Despite the well-known presence of the Jesus Arms Bar and the Tiny Tea Tent, the organizers emphasize that this is not “Greenbelt lite”: not a festival, but a gathering. There are some organized activities, some live music in the evening and some workshops, but no published daily program.
“It’s a lot smaller, of course, but it gives us a chance to try things, learn some lessons, and refine things,” said Paul Northup, Greenbelt’s creative director, Tuesday last week. “There are no big stages or a lot of production: everything is delivered on the campsite itself; So it will feel very intimate and will focus a lot on the camping experience. “
A large part of the bookings are “people who would come to Greenbelt even if they moved to the North Pole at short notice,” he said. “But there are also a lot of people who are really annoyed with vacationing this summer and think: why not camp with the Greenbelt community this year?
“There is definitely a feeling that this will be the first ‘rally’ experience for many people when we emerge from the pandemic. What we hear from people is that they’d rather try this experience with a community that they can trust and that respect people’s different approaches to Covid security in a really sensitive and community-minded way.
“I think there are a lot of different dynamics in terms of the people who come, but yes, it is the core Greenbelter who have the lion’s share of the bookings.”
These events, which were exclusively online for a second year, like the Walsingham Youth Pilgrimage, developed a heightened experience and encouraged groups and communities to meet and participate together and send in their videos. The spiritual nature of this has also evolved, said the Walsingham Schools and young pilgrim commissioner Caroline Ward, with footage from inside the Holy House in the Shrine Church. “We have learned not to be afraid of the silence on the Internet, just with a picture and time to think.”
The organizers of the Christian Resources Exhibition (CRE) are advised to book 170 exhibitors for their first show after the lockdown at Sandown Park from October 12-14 (News, July 23). Although it would normally be around 200, the mood was optimistic, Steve Goddard said on Monday.

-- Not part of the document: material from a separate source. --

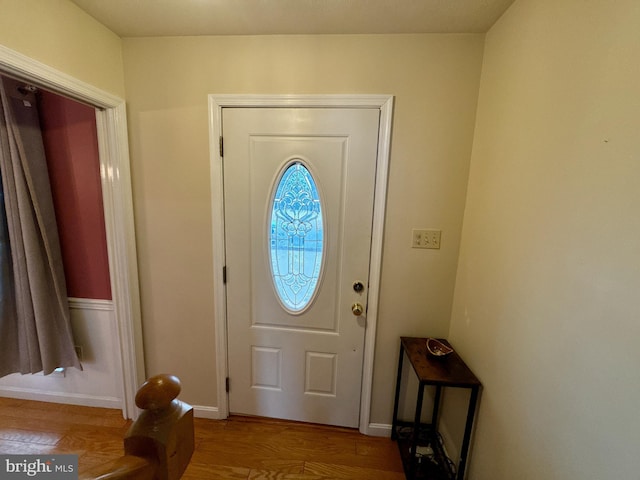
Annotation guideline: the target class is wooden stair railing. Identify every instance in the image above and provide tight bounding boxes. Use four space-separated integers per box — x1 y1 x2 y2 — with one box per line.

“Everyone just wants to go back. We are very happy that several hundred visitors have already been booked, but we are aware that people will need time to come completely with us. Many prefer to book at the last minute. “
Part of the exhibition was relocated to the Esher Hall in order to give visitors the security of wider corridors. In terms of the exhibits, many of the new technological resources, particularly those related to streaming church services, are intended to help churches respond to the changes and opportunities presented by the pandemic.
The 18-month absence was an opportunity to get off the treadmill and think about how things were done, Goddard said. “We do not promote the ‘old familiar’, but the ‘new different’. The Bible says 396 times: “And it happened”. It never says, ‘And it is here to stay.’ “
On August 5th, the government finally announced an insurance scheme for the live events sector that will add £ 70 billion to the UK economy and support more than 700,000 jobs. The industry has been passionate about government-sponsored insurance to cover costs for more than a year if the event has to be canceled due to Covid restrictions. The new regulation runs from September 21, 2021 to the end of September 2022.